Moneybox

GOP Looking to Replace Obamacare With Health Care Unicorn

As you can see, my suit doesn’t quite fit right.

Photo by Chip Somodevilla/Getty Images

Rep. Steve Scalise, R-La., is supposedly ready to unveil House conservatives’ long-awaited replacement for the Affordable Care Act. Based on this description, I’m very curious to see what they come up with:

“We address that to make sure that people with pre-existing conditions cannot be discriminated against,” he said.

He promised, however, that it would not “put in place mandates that increase the costs of health care and push people out of the insurance that they like.”
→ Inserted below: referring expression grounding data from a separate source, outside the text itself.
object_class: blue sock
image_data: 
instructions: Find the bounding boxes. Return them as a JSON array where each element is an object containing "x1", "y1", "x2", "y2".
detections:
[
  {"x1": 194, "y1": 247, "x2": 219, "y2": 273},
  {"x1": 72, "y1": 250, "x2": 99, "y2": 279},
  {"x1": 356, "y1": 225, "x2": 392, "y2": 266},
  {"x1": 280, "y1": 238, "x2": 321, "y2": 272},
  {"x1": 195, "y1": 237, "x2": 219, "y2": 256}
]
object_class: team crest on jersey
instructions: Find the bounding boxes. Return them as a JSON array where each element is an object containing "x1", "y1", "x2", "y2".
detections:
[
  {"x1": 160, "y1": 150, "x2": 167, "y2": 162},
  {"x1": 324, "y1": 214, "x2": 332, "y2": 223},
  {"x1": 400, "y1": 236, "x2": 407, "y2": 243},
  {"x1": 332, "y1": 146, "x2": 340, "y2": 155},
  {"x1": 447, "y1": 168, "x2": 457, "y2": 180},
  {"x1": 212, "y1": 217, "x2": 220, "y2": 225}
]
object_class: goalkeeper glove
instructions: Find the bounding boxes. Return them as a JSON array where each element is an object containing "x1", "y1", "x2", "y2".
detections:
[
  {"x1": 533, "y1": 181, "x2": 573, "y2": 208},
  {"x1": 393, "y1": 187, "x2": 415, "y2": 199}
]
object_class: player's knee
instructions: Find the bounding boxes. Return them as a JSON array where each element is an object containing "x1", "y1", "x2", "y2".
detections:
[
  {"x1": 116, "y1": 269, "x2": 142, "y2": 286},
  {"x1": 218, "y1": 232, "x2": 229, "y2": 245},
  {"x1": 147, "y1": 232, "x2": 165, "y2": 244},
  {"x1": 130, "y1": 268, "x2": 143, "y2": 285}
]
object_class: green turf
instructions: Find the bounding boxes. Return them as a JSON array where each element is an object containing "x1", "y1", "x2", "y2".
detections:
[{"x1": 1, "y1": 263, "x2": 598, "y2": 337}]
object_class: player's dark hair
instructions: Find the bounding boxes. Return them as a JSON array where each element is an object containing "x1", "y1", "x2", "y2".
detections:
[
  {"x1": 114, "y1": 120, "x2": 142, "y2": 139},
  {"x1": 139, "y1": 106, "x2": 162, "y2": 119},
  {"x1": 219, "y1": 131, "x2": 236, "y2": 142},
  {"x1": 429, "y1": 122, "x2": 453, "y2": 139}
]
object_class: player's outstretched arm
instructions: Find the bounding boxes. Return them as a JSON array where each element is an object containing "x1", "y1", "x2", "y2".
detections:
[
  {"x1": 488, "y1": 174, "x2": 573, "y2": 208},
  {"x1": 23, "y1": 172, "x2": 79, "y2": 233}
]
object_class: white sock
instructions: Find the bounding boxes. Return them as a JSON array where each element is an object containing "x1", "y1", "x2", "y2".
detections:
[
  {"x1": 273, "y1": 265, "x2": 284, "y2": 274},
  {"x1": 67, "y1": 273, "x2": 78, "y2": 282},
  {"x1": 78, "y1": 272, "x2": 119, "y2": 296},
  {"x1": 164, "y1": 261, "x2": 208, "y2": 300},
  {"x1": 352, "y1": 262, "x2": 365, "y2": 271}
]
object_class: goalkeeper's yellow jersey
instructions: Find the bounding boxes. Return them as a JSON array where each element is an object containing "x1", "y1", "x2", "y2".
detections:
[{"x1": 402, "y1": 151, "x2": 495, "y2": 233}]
So here’s one example of the kind of costly mandate that a free marketeer might want to avoid—a mandate that insurance companies not discriminate against customers with pre-existing conditions. Insuring a sick person, after all, is a lot more expensive than insuring a healthy person. So normally you want to charge sick people more. Discriminate against them, as it were. But if that’s not allowed, then you’ll have to raise prices across the board. And yet those higher prices are going to push people out of the insurance they like, leaving you with an even sicker group of people in your pool. That’s the famous insurance “death spiral” that the Affordable Care Act is supposed to break with the injection of subsidies and penalties.

My strong suspicion is that Rep. Scalise is not in fact some kind of public policy prodigy who’s thought his way out of a dilemma that’s gone unsolved by the governments of all 50 U.S. states and every industrialized country on the planet. But maybe I’m wrong and we’re all about to learn that 100 percent of the thorny political difficulties of Obamacare can just be waved away. That’d be nice.